Research Highlights

  • Dave Cass and I invented the sunspot equilibrium (SSE) concept. “Sunspots” is short-hand for purely extrinsic uncertainty — uncertainty that does not affect the fundamentals but may affect the outcomes. There are two interpretations: (1) SSE are the limit of the equilibria as the volatility of extrinsic uncertainty become small. In this context, SSE provide a rational-expectations explanation of “excess market volatility” — the excess of the randomness in outcomes over the randomness in the fundamentals. This interpretation is what motivates the use of the word “sunspots”. Real-world (i.e., Jevons) sunspots do affect the fundamentals, but not very much. (2) Economies — like games — are social institutions in which agents must base their beliefs and actions on the beliefs and actions of others. Just as in game theory, there can be stochastic solutions (SSE), even in economies with non-stochastic fundamentals.
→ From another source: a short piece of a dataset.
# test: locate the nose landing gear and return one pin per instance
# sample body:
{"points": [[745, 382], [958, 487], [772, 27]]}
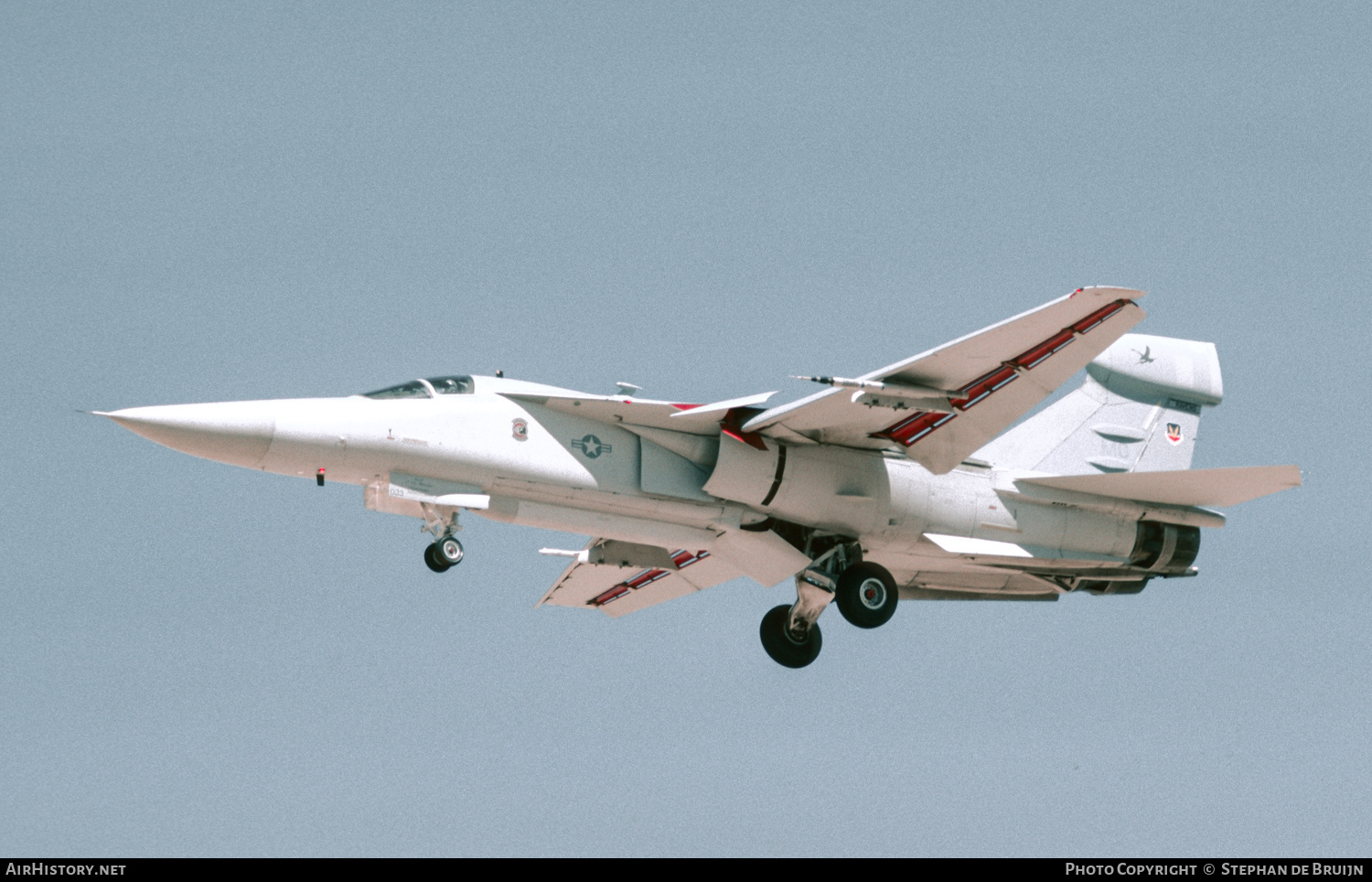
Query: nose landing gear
{"points": [[866, 596], [446, 552], [864, 591]]}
  • In a 1971 JPE paper, I introduced the formal general-equilibrium analysis of Paul Samuelson’s overlapping-generations (OG) model. I showed that the restrictions on market participation caused by births and deaths are not the cause of the “Samuelson’s friction.” The open horizon is the source of non-optimality. Yves Balasko and I provided the equilibrium and welfare analyses of monetary (and non-monetary) general OG economies. Yves and I were the first to analyze bonafide fiscal policies — policies that allow money to have positive value. Contrary to Ricardo, retirement of the public debt is not necessary for bonafidelity in OG economies: there can be rational bubbles. These bubbles might even be stochastic. Indeed, the SSE literature began with rational bubble money with price-level volatility. See my Malinvaud lecture (1977)
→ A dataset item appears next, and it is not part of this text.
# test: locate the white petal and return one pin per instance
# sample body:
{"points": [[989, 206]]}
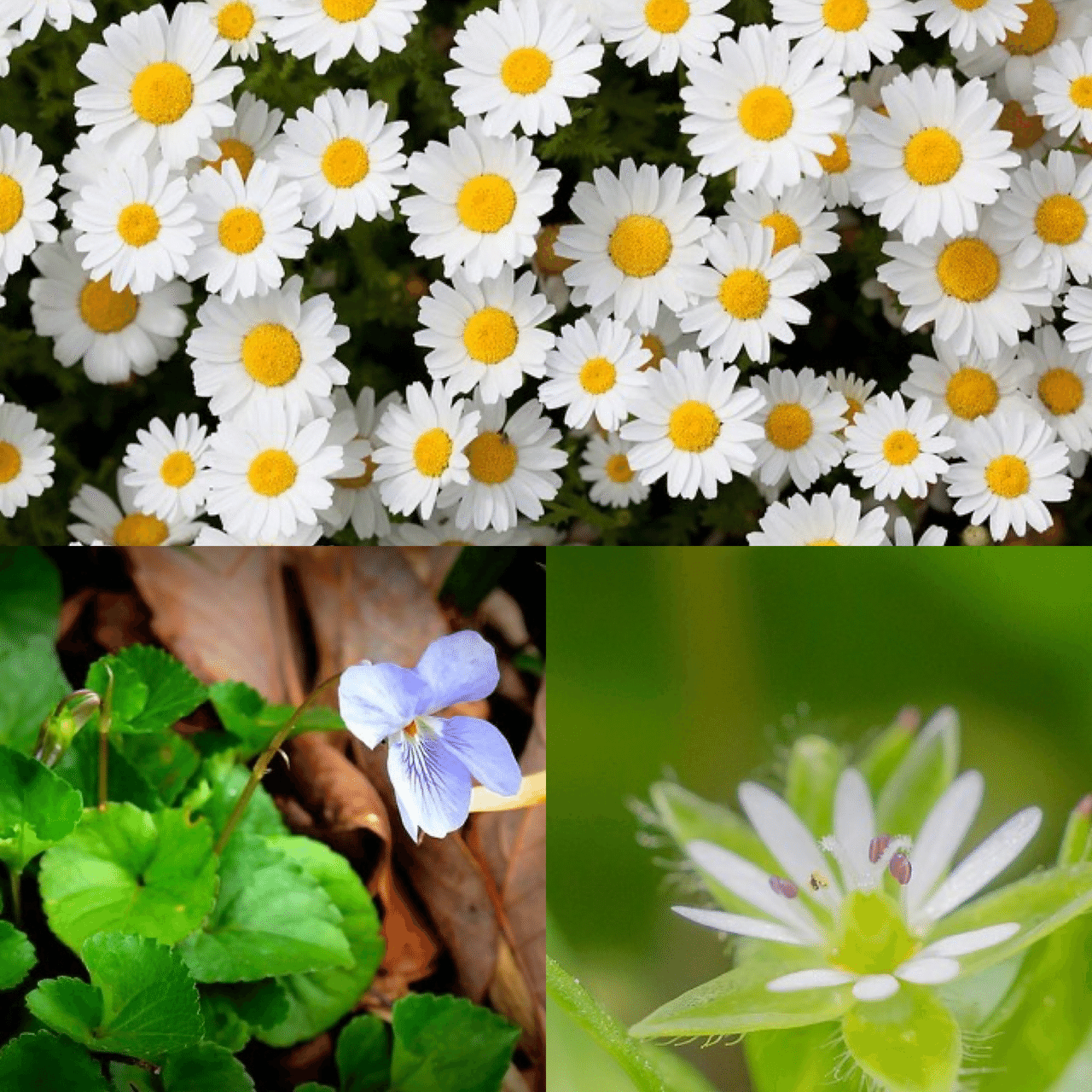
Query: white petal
{"points": [[981, 866]]}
  • I introduced in 1966 and 1967 a macroeconomic theory of inventive activity in which “technological knowledge” is a non-conventional factor of production. There are increasing returns to scale in all factors (including the non-conventional factor) taken together. Hence purely competitive provision of inventive activity is not possible. Because of increasing returns, the growth process is history-dependent and permits both explosive growth and contractionary growth. In (1973), I put forward the first growth model in which inventive activity depends on the prevailing industrial organization.